Y si eras un escritor irano-estadounidense como yo, que vivió la revolución de 1979, entonces el Movimiento Verde parecía prometedor, al igual que los grandes disturbios que provocaron el derrocamiento del sha hace tres décadas, como escribí el pasado junio en la revista Time.
Para la mayoría de nosotros, el Movimiento Verde era un recipiente vacío que podíamos llenar con nuestros sueños. Sus objetivos se convirtieron en nuestros objetivos; su agenda, en nuestra agenda. De manera que cuando fracasó en conseguir lo que nosotros queríamos –cuando llegó el invierno y las manifestaciones se disolvieron, el régimen perduró y los líderes de la oposición parecían estar paralizados–, nos apresuramos a certificar la defunción y el entierro del movimiento, como hicieron Flynt Leverett, de la New America Foundation, y Hillary Mann Leverett en un polémico artículo de opinión en The New York Times en enero. Flynt Leverett siempre había considerado el Movimiento Verde como una distracción de su esfuerzo por convencer durante décadas al Gobierno estadounidense de atraer al Ejecutivo iraní hacia el diálogo en lugar de adelantar su caída. En efecto, parecía completamente aturdido por el aparente fracaso del movimiento en una entrevista en el programa NewsHour, de la cadena estadounidense PBS en febrero. “No hay una revolución en marcha en Irán”, comentó a la presentadora Margaret Warner.
Leverett no estaba en absoluto solo en esta afirmación.
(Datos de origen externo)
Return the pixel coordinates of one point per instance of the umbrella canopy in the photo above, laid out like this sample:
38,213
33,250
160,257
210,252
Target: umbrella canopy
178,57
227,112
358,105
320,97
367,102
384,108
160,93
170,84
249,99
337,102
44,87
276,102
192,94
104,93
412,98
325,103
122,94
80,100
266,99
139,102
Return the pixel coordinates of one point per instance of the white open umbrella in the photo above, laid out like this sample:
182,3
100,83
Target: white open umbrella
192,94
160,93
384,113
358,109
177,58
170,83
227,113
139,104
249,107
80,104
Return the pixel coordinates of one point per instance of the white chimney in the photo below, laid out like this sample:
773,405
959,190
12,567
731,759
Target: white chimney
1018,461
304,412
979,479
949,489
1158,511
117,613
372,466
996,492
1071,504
En febrero, Michael Gerson, el ex redactor de discursos de George W. Bush que acuñó la frase “la indulgente intolerancia de las escasas expectativas”, renunció a sus propias esperanzas en el Movimiento Verde, refiriéndose a sus líderes como “más accidentales y reactivos que heroicos y visionarios, más Boris Yeltsin que Lech Walesa” en una columna de The Washington Post.
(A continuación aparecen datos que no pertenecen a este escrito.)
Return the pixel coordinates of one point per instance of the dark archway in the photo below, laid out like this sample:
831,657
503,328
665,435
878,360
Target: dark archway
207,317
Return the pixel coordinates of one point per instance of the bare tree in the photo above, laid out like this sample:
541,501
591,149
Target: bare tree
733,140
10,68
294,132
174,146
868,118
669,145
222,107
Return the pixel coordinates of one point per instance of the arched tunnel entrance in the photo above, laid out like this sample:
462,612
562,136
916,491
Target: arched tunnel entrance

En primavera, los medios de comunicación en general parecían haberse olvidado del movimiento por completo. Es posible que esto fuera inevitable dadas sus excesivas reivindicaciones desde un principio. Una vez que se hizo evidente que estábamos asistiendo no al espectacular derrocamiento de un régimen pavoroso y peligroso, sino más bien a la prueba del lento declive de la legitimidad de ese régimen, resultó difícil mantener la atención. Sin un torrente constante de imágenes gráficas salidas de Irán –manifestantes jóvenes, vestidos de verde haciendo signos de paz y recibiendo golpes de las brutales fuerzas de seguridad–, los medios de comunicación dirigieron su atención a cuestiones más urgentes: estrellas del pop fallecidas y niños atrapados dentro de un globo.
Pero existen las mismas razones para creer que el recuerdo de las protestas del año pasado reforzará al Movimiento Verde que para pensar que este movimiento pasará a la historia simplemente como otro intento fallido de desafiar la hegemonía del régimen iraní. En cualquier caso, tal vez lo mejor sea la extrema prudencia en nuestros vaticinios.
Yo personalmente seguiré ese consejo, con este único discreto recordatorio: la revolución de 1979, presente en mi memoria de manera tan nítida, se desató con protestas populares que estallaron en 1977. Así que, tal vez, en este momento, todavía sea algo pronto para dictar la sentencia de muerte del Movimiento Verde.